Ces paroles ne me frappèrent pas. Tant de foyers n’ont pas d’enfants…

Je murmurai presque inconsciemment :

— Puis-je vous confier l’histoire de ma vie ?

Elle passa son bras autour de ma taille, m’embrassa et me dit :

— Vous m’êtes extraordinairement sympathique.

Alors je posai ma tête sur son épaule et lui racontai les événements qui composaient mon existence, sauf que je n’étais pas la fille de la seconde femme des Nébol, mais que je croyais être née de la première.

Je fus souvent interrompue par des exclamations, et quand j’en arrivai à l’épisode Garribois, elle eut un geste d’effroi et son calme faillit l’abandonner. Mon saut par la fenêtre la fit frissonner et ma course dans le crépuscule, ma lassitude extrême avec mon angoisse, l’épouvantèrent.

— Pauvre enfant, pauvre petite, répétait-elle en me pressant plus fortement contre elle.

Je l’entretins de mes danses à Paris, des proposi­tions qui me furent faites pour un séjour à l’étranger.

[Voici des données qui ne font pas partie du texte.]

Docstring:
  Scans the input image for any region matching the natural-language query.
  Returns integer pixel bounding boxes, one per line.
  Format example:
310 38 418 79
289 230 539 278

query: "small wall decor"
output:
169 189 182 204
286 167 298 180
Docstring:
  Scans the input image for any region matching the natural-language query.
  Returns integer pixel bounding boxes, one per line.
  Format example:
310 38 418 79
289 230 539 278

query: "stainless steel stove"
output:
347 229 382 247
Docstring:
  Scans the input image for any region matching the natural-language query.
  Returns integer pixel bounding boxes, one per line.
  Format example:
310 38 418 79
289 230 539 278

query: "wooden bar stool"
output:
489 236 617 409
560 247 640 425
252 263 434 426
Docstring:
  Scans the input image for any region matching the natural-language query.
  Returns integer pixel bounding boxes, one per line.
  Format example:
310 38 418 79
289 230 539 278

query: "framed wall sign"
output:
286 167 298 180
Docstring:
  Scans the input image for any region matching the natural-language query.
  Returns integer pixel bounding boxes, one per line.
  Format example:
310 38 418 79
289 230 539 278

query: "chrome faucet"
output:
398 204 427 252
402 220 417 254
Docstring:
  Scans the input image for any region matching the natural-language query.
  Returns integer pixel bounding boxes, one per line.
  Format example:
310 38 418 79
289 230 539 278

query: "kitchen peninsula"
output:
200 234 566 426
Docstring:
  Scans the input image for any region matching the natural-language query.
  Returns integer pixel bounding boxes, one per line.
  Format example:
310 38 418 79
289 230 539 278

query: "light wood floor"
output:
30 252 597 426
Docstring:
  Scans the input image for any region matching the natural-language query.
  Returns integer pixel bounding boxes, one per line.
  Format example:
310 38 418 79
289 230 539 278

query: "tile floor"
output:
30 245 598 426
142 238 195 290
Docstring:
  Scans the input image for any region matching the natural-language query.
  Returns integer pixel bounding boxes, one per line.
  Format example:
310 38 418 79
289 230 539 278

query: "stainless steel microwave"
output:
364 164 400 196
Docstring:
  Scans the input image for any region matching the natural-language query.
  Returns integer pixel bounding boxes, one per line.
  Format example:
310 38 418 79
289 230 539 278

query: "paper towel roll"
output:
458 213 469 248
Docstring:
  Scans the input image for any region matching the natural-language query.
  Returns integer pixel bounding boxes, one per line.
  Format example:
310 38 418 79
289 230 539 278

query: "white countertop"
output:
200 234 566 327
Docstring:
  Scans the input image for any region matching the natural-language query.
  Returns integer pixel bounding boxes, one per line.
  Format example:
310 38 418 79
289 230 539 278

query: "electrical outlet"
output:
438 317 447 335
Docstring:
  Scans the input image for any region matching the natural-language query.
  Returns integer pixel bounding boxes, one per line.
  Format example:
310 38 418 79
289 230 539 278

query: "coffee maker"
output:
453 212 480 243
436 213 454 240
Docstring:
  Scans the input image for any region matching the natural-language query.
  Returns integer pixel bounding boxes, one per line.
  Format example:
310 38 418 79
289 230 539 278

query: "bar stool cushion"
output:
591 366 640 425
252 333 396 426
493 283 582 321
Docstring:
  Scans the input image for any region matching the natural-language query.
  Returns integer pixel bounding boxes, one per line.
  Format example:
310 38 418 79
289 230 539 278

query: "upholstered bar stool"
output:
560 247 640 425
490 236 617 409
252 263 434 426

— Comment, serait-ce vous, cette artiste incompa­rable qui a fait courir tout Paris ?

Une admiration sonnait dans sa voix et son bras ne m’enserrait plus, comme si elle se trouvait soudain trop familière à mon endroit.

Elle dardait sur moi des yeux brillants.

— Je suppose que c’est bien moi dont vous voulez parler. Jacques Rodilat tenait à savoir si je lui avais dit la vérité au sujet de ma danse.

— C’était risquer gros de sa part, s’il vous aimait !

— Il s’assurait ainsi de ma sincérité. Son amour aurait été vite guéri, si je l’eusse abusé.

— Quel courage vous avez eu !

— On appelle souvent courage une action à laquelle on est forcé. Je reprenais mon métier, simplement.

— Nous ne sommes pas allés vous voir danser, mais nous avons entendu parler de vous. Votre mari vous nommait Christine, mais je n’ai établi aucun rapprochement entre la danseuse réputée et vous. Ce prénom est très à la mode actuellement, et depuis une vingtaine d’années les Christine foisonnent.